Sunday, December 19, 2010

Peggy's Summary Post

My assignment was to reflect on a key concept shared in the book The Dumbest Generation: How the Digital Age Stupefies Young Americans and Jeopardizes Our Future* *Or, Don’t Trust Anyone Under 30. The concept I chose to focus on is that today’s digital education is failing students. Bauerlein states over and over in the book the disdain students’ hold for learning traditions or history. “If the guardians of tradition claim that the young, though ignorant, have a special perspective on the past, or if teachers prize the impulses of tenth-graders more than the thoughts of the wise and the works of the masters, learning loses its point. (Page 186)

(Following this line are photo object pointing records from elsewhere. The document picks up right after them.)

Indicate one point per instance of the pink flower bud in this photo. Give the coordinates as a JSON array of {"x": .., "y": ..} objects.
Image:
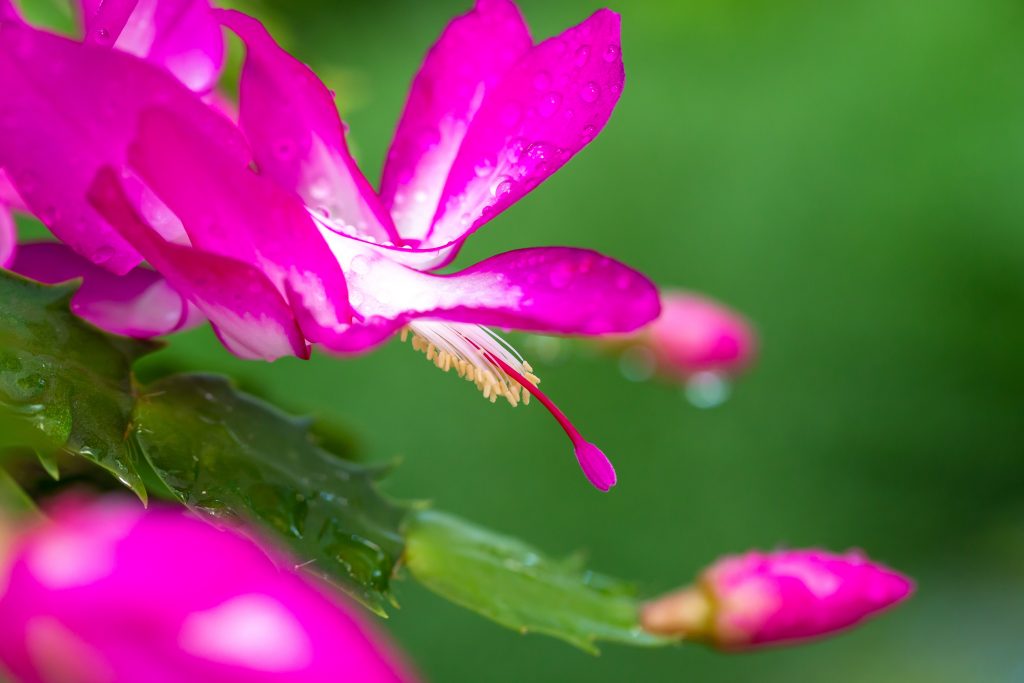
[
  {"x": 105, "y": 591},
  {"x": 744, "y": 601},
  {"x": 694, "y": 334}
]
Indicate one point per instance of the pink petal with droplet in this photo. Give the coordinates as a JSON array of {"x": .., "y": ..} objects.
[
  {"x": 140, "y": 303},
  {"x": 298, "y": 140},
  {"x": 550, "y": 289},
  {"x": 244, "y": 216},
  {"x": 182, "y": 36},
  {"x": 80, "y": 103},
  {"x": 249, "y": 314},
  {"x": 547, "y": 108},
  {"x": 104, "y": 590}
]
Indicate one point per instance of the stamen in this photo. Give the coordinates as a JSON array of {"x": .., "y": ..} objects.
[
  {"x": 482, "y": 357},
  {"x": 592, "y": 460}
]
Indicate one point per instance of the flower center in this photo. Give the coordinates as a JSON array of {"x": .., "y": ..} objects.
[
  {"x": 482, "y": 357},
  {"x": 473, "y": 351}
]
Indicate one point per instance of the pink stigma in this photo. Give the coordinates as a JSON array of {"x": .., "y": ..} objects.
[{"x": 592, "y": 461}]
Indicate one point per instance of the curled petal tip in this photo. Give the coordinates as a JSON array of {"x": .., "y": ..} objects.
[{"x": 596, "y": 466}]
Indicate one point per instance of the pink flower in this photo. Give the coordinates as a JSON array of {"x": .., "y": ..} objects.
[
  {"x": 745, "y": 601},
  {"x": 104, "y": 591},
  {"x": 694, "y": 335},
  {"x": 181, "y": 36},
  {"x": 304, "y": 251}
]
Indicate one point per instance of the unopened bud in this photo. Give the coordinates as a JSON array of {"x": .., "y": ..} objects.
[{"x": 744, "y": 601}]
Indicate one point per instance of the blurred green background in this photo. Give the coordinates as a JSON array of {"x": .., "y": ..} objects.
[{"x": 847, "y": 173}]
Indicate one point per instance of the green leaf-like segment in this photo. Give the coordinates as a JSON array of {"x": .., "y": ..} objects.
[
  {"x": 65, "y": 385},
  {"x": 228, "y": 454},
  {"x": 517, "y": 586},
  {"x": 70, "y": 381}
]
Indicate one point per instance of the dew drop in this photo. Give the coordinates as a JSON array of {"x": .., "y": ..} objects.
[
  {"x": 549, "y": 104},
  {"x": 590, "y": 92},
  {"x": 502, "y": 187},
  {"x": 540, "y": 152},
  {"x": 707, "y": 390},
  {"x": 484, "y": 169},
  {"x": 359, "y": 265},
  {"x": 284, "y": 148},
  {"x": 511, "y": 115},
  {"x": 515, "y": 150},
  {"x": 320, "y": 189}
]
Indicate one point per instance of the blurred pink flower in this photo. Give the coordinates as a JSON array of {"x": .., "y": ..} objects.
[
  {"x": 745, "y": 601},
  {"x": 107, "y": 592}
]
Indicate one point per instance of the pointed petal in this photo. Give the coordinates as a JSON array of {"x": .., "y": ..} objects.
[
  {"x": 8, "y": 237},
  {"x": 550, "y": 289},
  {"x": 244, "y": 216},
  {"x": 468, "y": 60},
  {"x": 298, "y": 139},
  {"x": 137, "y": 304},
  {"x": 182, "y": 36},
  {"x": 70, "y": 109},
  {"x": 245, "y": 308},
  {"x": 546, "y": 110}
]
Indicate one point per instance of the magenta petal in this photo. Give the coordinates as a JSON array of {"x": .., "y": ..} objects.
[
  {"x": 139, "y": 304},
  {"x": 546, "y": 110},
  {"x": 70, "y": 109},
  {"x": 548, "y": 289},
  {"x": 8, "y": 12},
  {"x": 246, "y": 217},
  {"x": 298, "y": 139},
  {"x": 104, "y": 19},
  {"x": 8, "y": 237},
  {"x": 468, "y": 60},
  {"x": 246, "y": 309},
  {"x": 105, "y": 591},
  {"x": 561, "y": 290},
  {"x": 182, "y": 36}
]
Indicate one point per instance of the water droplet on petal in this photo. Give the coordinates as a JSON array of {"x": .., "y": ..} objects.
[
  {"x": 511, "y": 115},
  {"x": 707, "y": 390},
  {"x": 540, "y": 151},
  {"x": 549, "y": 104},
  {"x": 590, "y": 92},
  {"x": 483, "y": 169},
  {"x": 582, "y": 55},
  {"x": 284, "y": 148},
  {"x": 502, "y": 187},
  {"x": 359, "y": 265}
]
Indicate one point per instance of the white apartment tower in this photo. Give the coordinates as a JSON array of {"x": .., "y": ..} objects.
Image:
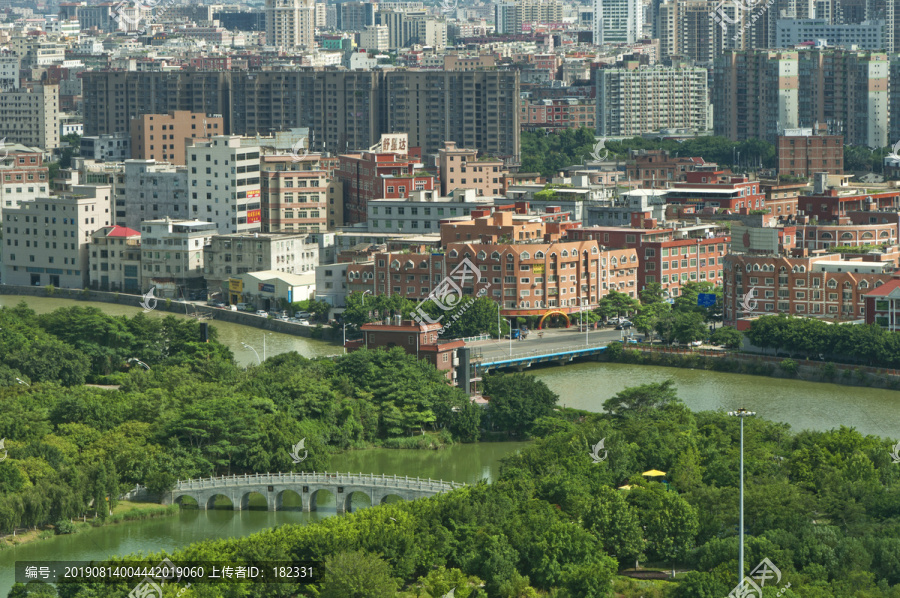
[
  {"x": 618, "y": 21},
  {"x": 291, "y": 23},
  {"x": 223, "y": 183}
]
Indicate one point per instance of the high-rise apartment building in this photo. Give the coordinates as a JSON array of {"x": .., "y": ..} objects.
[
  {"x": 291, "y": 23},
  {"x": 686, "y": 31},
  {"x": 756, "y": 94},
  {"x": 162, "y": 137},
  {"x": 224, "y": 184},
  {"x": 618, "y": 21},
  {"x": 346, "y": 110},
  {"x": 31, "y": 116},
  {"x": 759, "y": 93},
  {"x": 633, "y": 101}
]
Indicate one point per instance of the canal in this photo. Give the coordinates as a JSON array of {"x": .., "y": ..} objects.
[{"x": 803, "y": 405}]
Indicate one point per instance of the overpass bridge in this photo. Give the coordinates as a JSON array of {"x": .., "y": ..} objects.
[
  {"x": 308, "y": 486},
  {"x": 520, "y": 361}
]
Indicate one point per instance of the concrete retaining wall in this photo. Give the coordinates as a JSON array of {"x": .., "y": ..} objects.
[{"x": 178, "y": 307}]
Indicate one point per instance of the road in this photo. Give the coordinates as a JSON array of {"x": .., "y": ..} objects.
[{"x": 554, "y": 340}]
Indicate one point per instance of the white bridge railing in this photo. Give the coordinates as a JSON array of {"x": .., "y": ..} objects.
[{"x": 315, "y": 478}]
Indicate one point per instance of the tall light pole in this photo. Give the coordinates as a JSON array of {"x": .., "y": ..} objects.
[
  {"x": 246, "y": 346},
  {"x": 741, "y": 413}
]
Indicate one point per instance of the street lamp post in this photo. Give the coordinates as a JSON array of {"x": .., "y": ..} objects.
[
  {"x": 741, "y": 413},
  {"x": 139, "y": 362}
]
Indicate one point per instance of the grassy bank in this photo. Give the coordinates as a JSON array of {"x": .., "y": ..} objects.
[{"x": 124, "y": 511}]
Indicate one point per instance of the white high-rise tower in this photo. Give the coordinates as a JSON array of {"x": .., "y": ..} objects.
[{"x": 617, "y": 21}]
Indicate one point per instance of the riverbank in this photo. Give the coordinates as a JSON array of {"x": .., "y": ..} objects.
[
  {"x": 212, "y": 314},
  {"x": 123, "y": 512},
  {"x": 757, "y": 365}
]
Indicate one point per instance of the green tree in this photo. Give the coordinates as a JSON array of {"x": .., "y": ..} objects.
[
  {"x": 639, "y": 400},
  {"x": 357, "y": 574},
  {"x": 727, "y": 336},
  {"x": 617, "y": 304},
  {"x": 517, "y": 401}
]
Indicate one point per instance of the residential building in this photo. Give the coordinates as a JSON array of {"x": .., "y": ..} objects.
[
  {"x": 224, "y": 183},
  {"x": 422, "y": 212},
  {"x": 530, "y": 278},
  {"x": 46, "y": 241},
  {"x": 163, "y": 137},
  {"x": 882, "y": 305},
  {"x": 172, "y": 255},
  {"x": 377, "y": 175},
  {"x": 294, "y": 195},
  {"x": 462, "y": 169},
  {"x": 802, "y": 153},
  {"x": 669, "y": 256},
  {"x": 345, "y": 109},
  {"x": 823, "y": 286},
  {"x": 229, "y": 255},
  {"x": 686, "y": 31},
  {"x": 9, "y": 72},
  {"x": 637, "y": 208},
  {"x": 290, "y": 24},
  {"x": 375, "y": 37},
  {"x": 30, "y": 116},
  {"x": 23, "y": 176},
  {"x": 416, "y": 339},
  {"x": 554, "y": 115},
  {"x": 760, "y": 93},
  {"x": 828, "y": 204},
  {"x": 868, "y": 35},
  {"x": 115, "y": 259},
  {"x": 153, "y": 190},
  {"x": 634, "y": 101},
  {"x": 106, "y": 148},
  {"x": 781, "y": 198},
  {"x": 709, "y": 188},
  {"x": 756, "y": 94},
  {"x": 656, "y": 169},
  {"x": 617, "y": 21}
]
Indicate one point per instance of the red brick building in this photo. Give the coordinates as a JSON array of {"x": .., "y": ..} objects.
[
  {"x": 805, "y": 155},
  {"x": 823, "y": 286},
  {"x": 671, "y": 257},
  {"x": 883, "y": 305},
  {"x": 378, "y": 175},
  {"x": 416, "y": 339},
  {"x": 656, "y": 169},
  {"x": 707, "y": 188}
]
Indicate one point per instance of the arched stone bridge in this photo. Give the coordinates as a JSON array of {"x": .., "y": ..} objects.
[{"x": 308, "y": 486}]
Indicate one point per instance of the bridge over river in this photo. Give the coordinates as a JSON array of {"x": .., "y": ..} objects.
[{"x": 307, "y": 486}]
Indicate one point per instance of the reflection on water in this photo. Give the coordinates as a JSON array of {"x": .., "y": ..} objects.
[{"x": 803, "y": 405}]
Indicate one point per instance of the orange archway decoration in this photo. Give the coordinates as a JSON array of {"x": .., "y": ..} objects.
[{"x": 550, "y": 313}]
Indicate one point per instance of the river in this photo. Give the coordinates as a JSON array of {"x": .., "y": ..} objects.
[{"x": 803, "y": 405}]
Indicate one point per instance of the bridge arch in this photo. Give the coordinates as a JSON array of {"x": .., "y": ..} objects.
[
  {"x": 552, "y": 312},
  {"x": 359, "y": 495},
  {"x": 391, "y": 497},
  {"x": 292, "y": 496},
  {"x": 246, "y": 496},
  {"x": 210, "y": 500}
]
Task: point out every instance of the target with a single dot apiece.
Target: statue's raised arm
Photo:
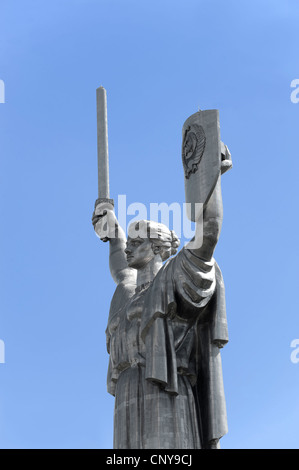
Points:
(167, 320)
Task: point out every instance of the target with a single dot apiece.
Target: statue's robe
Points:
(165, 366)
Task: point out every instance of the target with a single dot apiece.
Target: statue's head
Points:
(147, 240)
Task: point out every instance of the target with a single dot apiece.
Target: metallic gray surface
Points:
(102, 135)
(167, 325)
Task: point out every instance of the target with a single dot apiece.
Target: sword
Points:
(103, 156)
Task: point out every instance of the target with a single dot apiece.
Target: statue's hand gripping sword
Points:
(103, 156)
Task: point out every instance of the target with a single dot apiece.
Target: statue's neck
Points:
(148, 272)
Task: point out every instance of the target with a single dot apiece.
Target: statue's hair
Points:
(159, 234)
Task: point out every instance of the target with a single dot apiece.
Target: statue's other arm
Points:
(107, 227)
(208, 229)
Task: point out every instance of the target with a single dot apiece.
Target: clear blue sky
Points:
(159, 61)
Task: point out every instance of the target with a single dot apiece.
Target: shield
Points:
(201, 155)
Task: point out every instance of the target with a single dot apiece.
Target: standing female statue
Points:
(166, 325)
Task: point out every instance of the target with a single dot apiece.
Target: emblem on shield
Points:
(194, 142)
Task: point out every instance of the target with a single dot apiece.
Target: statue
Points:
(167, 320)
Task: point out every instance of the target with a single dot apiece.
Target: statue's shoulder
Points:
(123, 292)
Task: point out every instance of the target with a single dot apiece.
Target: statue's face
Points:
(139, 252)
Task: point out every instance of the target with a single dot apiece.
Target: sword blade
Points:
(102, 135)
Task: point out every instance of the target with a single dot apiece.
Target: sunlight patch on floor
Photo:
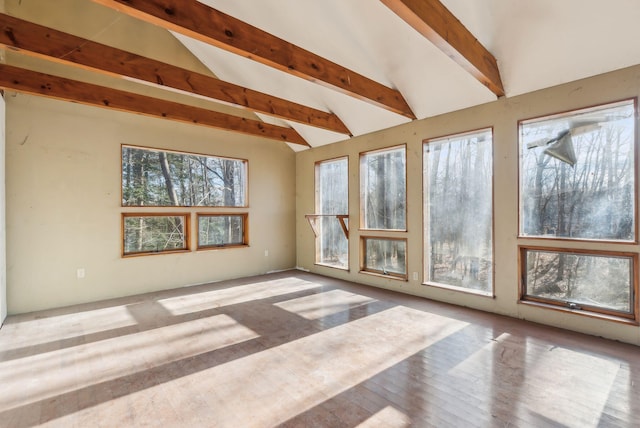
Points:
(389, 417)
(292, 378)
(324, 304)
(30, 379)
(207, 300)
(39, 330)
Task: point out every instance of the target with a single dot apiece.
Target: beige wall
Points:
(3, 229)
(64, 197)
(503, 116)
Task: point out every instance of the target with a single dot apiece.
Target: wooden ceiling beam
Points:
(435, 22)
(33, 39)
(201, 22)
(35, 83)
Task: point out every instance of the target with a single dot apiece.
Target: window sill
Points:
(471, 291)
(221, 247)
(581, 312)
(345, 269)
(155, 253)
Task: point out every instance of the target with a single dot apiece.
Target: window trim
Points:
(582, 309)
(156, 149)
(559, 114)
(312, 218)
(245, 230)
(187, 233)
(406, 198)
(492, 292)
(391, 275)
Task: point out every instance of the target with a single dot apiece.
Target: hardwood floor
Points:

When I first started to read this book, like most everyone else in our blog, I was depressed and that has not changed with the conclusion of the book. Bauerlein has made it clear that the younger generation, “may even be recalled as the generation that lost that great American heritage, forever.” (Page 236). While watching the nightly news I hear how American students are falling behind in reading, math, and science. I wonder what is it going to take to make administrators, teachers, and parents understand that we have to hold students accountable to the effort they put into their education?
How can American students be falling behind with as much information digital or otherwise at their fingertips then any other country in the world? Is Bauerlein correct; are we teaching our students to only think and care about their own little social worlds? Are computers really stupefying American students? I can’t really answer these questions. As an educator who has read this book these are the questions that come to my mind.
Bauerlein makes it clear that today schools are not helping today’s students. I have heard from administrators that we need to make learning “fun”. If we do this then students will want to learn…. Clearly that is not the case. I tell my students that learning can be fun but not always. That we also learn from our mistakes and it is ok to make mistakes but you have to figure out what you did wrong. Students don’t like to hear this. They want everything to be easy. Why do I have to work so hard on and on… For some reason students feel they should not have to think or work so hard. They should get things right the first time. I am not sure where this philosophy came from but it is rampant among students. I now tell students you will get out of your learning what you put into it. If you work hard and try you will do well. If you don’t you will not do well. Simple common sense seems to have left education.